Several requests from community activists were not incorporated into the commission's direction to staff. Lisa Mayo-De Riso, a board member of Scenic Nevada, a nonprofit group, asked that proposals already in the planning-approval pipeline be held until after any new policy is adopted.

She noted that a proposal to build two 275-foot towers at Durango Drive and the Las Vegas Beltway is scheduled to come before the county commission Sept. 8. Her group opposes those high-rises, arguing that the west side of the valley should have lower height restrictions.

Borgel, who has represented a host of the skyscraper requests, said it would be unfair to apply the rules to buildings already in the process of getting approvals. Commissioners agreed.

Carolyn Edwards, a Spring Valley community activist, asked that at least two citizens be included in the 10-person stakeholders group that Allison is forming.

Commissioners did not directly respond to Edwards request, but Allison, following the commission meeting, said the committee would be diverse. Among those on the committee would be representatives of the Regional Transportation Commission, the Clark County School District, a town advisory board, the Clark County steering committee for master plans, and three architects representing firms that build high rises, mid-range buildings of a dozen stories as well as smaller structures, he said.

He said one or two citizen-activists might be included on the panel, for which a meeting date has not been set.

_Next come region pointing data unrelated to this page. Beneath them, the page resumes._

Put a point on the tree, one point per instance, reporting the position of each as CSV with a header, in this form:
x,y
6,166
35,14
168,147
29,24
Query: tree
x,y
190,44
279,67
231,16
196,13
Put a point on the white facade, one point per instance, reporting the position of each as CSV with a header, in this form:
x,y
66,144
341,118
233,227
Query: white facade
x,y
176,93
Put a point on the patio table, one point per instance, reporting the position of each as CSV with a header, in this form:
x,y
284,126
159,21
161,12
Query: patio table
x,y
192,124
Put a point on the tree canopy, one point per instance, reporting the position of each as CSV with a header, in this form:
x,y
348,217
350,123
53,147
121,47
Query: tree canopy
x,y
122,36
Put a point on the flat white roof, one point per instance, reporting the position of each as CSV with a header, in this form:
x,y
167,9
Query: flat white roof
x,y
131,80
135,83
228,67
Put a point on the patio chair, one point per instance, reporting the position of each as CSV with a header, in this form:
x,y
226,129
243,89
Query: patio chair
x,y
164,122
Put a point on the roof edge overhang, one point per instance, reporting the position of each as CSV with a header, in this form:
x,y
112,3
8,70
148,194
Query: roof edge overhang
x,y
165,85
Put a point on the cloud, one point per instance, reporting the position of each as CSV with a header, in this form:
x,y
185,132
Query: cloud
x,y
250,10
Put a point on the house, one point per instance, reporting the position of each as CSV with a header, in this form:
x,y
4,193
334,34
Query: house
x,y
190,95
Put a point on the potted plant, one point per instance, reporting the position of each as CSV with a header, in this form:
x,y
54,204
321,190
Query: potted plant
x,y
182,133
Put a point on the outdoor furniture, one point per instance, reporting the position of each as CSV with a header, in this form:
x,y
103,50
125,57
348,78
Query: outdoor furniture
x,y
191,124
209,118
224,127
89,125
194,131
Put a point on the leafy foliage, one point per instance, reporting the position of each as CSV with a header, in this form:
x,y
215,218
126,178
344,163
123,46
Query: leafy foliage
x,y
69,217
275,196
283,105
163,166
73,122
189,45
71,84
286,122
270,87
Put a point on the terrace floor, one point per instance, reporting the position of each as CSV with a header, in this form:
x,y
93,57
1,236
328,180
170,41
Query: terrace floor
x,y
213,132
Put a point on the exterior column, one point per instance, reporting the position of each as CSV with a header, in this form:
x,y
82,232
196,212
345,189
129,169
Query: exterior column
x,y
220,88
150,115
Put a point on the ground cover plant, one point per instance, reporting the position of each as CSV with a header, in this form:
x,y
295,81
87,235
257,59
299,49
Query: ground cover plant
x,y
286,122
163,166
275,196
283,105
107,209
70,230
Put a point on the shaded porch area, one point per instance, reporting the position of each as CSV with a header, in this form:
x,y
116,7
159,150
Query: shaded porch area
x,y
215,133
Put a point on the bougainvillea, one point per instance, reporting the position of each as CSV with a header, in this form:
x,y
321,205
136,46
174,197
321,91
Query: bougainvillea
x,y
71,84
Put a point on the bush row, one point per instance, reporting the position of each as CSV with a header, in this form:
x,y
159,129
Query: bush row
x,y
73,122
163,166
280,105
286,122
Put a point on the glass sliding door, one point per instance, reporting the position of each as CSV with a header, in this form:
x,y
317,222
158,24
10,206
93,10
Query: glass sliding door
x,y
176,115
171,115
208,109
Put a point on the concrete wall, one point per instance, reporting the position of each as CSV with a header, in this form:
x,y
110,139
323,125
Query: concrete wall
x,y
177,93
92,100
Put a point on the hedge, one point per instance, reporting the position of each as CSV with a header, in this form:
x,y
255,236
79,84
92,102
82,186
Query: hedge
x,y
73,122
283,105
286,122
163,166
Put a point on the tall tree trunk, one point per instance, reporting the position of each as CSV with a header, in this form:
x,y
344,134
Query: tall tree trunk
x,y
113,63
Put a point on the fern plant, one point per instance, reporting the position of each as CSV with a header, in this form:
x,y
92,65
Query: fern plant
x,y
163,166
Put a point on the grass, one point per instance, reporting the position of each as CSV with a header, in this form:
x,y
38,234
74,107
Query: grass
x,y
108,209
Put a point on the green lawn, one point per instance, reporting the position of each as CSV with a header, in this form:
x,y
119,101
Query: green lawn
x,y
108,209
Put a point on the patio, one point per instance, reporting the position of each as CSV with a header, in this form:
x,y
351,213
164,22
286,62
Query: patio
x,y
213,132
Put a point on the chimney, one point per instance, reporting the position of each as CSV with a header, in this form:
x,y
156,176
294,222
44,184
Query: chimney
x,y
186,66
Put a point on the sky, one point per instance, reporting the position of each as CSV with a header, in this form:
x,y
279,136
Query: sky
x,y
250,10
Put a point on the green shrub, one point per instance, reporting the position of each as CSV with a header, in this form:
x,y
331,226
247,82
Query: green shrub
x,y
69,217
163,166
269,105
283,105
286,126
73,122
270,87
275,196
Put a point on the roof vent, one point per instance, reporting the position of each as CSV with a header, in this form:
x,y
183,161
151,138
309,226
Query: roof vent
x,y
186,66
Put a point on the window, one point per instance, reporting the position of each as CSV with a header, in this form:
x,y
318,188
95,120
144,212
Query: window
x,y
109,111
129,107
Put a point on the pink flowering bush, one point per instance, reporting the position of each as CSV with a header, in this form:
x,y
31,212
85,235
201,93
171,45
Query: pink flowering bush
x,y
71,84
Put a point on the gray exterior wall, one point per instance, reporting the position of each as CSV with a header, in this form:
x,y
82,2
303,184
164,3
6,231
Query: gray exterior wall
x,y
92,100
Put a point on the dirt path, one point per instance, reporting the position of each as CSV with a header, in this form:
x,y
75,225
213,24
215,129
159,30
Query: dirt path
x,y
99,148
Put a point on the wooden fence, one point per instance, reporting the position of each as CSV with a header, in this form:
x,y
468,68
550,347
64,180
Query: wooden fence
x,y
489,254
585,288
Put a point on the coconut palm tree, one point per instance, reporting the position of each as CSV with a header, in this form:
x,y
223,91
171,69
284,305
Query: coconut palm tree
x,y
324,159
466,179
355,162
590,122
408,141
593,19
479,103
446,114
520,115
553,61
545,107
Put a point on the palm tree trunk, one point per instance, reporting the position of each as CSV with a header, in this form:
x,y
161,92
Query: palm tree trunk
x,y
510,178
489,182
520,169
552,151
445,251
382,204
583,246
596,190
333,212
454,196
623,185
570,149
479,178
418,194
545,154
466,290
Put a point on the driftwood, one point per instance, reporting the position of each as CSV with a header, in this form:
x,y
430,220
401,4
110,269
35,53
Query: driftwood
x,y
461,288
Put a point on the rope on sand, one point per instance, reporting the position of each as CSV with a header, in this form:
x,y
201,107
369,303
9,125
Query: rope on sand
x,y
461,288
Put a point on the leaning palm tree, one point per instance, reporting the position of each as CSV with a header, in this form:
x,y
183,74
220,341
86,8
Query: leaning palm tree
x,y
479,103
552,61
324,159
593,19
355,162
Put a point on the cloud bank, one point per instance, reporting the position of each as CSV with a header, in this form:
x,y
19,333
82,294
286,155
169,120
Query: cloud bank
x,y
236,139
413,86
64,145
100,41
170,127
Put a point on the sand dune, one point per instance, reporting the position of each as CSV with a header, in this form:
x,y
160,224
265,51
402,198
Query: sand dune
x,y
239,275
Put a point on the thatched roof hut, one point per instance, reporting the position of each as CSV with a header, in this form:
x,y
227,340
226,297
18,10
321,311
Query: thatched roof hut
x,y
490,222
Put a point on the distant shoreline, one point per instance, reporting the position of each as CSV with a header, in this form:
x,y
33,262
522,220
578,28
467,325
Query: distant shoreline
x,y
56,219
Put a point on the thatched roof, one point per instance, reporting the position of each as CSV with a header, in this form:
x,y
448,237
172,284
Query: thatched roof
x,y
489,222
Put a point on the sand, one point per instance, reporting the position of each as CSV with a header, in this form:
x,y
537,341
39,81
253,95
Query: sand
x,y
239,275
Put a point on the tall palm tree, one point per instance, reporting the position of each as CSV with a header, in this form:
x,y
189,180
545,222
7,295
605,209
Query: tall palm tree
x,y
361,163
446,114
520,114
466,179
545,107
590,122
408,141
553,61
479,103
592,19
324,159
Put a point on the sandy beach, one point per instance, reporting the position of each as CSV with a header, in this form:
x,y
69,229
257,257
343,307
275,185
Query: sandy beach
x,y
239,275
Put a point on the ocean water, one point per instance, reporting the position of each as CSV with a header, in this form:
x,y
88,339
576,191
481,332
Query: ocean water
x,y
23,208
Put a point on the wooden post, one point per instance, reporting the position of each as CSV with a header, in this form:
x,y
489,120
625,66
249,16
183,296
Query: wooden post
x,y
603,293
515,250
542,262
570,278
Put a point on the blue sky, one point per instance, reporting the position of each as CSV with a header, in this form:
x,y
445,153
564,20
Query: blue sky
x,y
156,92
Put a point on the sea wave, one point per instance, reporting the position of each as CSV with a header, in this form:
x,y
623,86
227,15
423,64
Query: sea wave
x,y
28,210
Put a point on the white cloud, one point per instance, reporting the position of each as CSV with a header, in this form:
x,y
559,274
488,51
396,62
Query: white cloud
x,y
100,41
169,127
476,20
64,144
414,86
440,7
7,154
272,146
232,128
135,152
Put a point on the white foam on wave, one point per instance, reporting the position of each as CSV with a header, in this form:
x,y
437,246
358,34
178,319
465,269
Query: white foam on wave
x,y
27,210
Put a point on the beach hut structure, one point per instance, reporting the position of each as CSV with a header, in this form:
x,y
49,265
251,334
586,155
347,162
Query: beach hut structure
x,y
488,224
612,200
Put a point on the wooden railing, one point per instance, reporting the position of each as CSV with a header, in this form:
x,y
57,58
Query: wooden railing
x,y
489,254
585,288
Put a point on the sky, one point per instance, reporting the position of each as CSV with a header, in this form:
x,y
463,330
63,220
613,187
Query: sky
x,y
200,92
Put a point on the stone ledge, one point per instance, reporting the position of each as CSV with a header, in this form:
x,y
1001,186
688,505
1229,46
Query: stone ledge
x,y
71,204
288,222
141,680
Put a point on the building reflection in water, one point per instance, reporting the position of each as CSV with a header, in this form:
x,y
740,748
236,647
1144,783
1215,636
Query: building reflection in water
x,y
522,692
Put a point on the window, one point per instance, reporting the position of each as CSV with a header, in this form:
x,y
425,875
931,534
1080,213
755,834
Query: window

Commissioner Mary Kincaid-Chauncey had several more requests of the planning staff. She wanted to ensure that developers and her colleagues have a voice in any new policies before they go to a public hearing.

"I hope that when we're going through all these regulations and things that we do get some input from those that are building them," she said. "We don't want to set anybody up for failure."

Kincaid-Chauncey asked for a briefing three or four weeks before the issue comes before the commission for action "to see if it's going in the direction we want it to go."

She added that she does not like "correcting" policy recommendations in the public commission meetings.

Edwards said that if commissioners raise objections to the policy recommendations coming from the stakeholders group, then the public has a right to know what those are.

"It would be nice if that briefing and those objections were discussed in a public forum," Edwards said.